MERIDEN — The City Council voted unanimously Monday night to delay approval of Meriden’s 2017-18 budget after the city’s legal counsel determined the charter deadline could be considered “directory rather than mandatory.”
The council’s finance committee voted Friday to send the $194.9 million budget to the full council. City Manager Guy Scaife had previously said $3.5 million had to be added to the budget, which was initially $191 million, bringing the tax rate required to support the spending plan up to 40.45 mills.
Scaife suggested the council postpone adopting a budget until more is known about state funding, which remains uncertain as budget discussions continue at the Capitol.
Last week, council Democrats, including Majority Leader Brian Daniels and Cathy Battista, opposed violating the City Charter to postpone a vote on the budget.
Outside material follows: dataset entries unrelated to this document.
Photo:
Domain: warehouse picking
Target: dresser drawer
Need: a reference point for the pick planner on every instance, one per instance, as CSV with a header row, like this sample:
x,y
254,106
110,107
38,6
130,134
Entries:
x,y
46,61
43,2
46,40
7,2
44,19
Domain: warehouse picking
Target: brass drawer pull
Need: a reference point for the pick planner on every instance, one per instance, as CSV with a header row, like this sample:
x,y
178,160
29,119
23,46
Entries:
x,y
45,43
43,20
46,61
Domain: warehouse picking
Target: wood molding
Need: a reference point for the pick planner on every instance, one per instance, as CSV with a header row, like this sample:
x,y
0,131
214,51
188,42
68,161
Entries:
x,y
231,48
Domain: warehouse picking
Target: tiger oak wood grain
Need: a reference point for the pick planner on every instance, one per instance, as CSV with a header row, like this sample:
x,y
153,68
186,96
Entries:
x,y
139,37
Minority party councilors were in favor of delaying the vote as the charter imposed no penalties for not meeting the May 11 deadline.
City Corporation Counsel Michael Quinn was instructed to look into the matter. Quinn based his recommendation on a 1984 Connecticut Supreme Court decision in a New Haven case.
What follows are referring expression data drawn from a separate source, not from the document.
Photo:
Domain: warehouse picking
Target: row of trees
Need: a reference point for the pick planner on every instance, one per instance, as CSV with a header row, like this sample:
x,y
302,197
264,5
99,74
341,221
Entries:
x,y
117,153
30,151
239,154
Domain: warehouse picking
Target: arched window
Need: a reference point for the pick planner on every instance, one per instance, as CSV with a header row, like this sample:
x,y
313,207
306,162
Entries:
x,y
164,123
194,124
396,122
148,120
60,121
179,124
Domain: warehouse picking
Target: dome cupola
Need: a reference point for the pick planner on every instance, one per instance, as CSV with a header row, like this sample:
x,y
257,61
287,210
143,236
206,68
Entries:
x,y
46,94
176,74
“The court determined the guidelines in the charter were to be considered directory rather than mandatory,” Quinn said. “Meaning under the circumstances of that situation, New Haven could waive their charter provision and adopt a new schedule.”
Quinn said a tax rate would have to be locked in by June 2, so the council would have to adopt a budget by May 22 to allow a 10-day period in which it could be vetoed by the mayor. Scaife disagreed with Quinn, saying a budget could be adopted as late as mid-June, but ideally should be set by June 1. He asked councilors not to specify a date in their resolution to delay a budget vote. A new deadline would be determined by the next council meeting, on May 15.
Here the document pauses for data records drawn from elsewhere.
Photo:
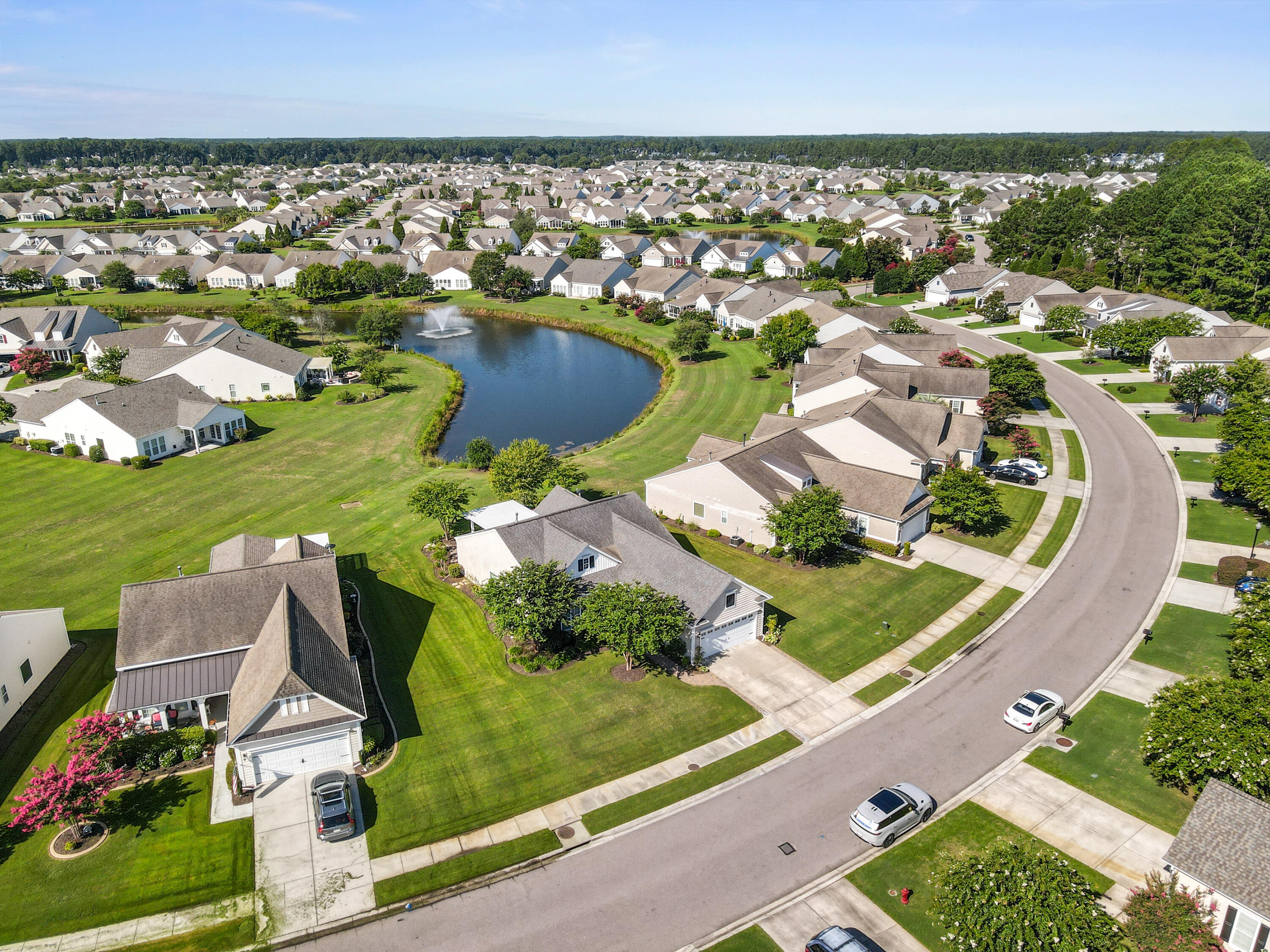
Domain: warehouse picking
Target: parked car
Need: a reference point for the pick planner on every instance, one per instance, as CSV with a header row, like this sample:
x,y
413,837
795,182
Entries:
x,y
1034,710
1027,462
891,813
333,806
837,938
1011,474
In other business, the council voted to adopt water and sewer rate increases that will increase the average residential bill 14.8 percent in June. Republican Minority Leader Dan Brunet case the sole vote against the rate hikes.
The Spirit of Meriden award was given to Melissa Kasperzyk, founder of Prom Angels, a group that distributes free dresses to Meriden students for their school proms.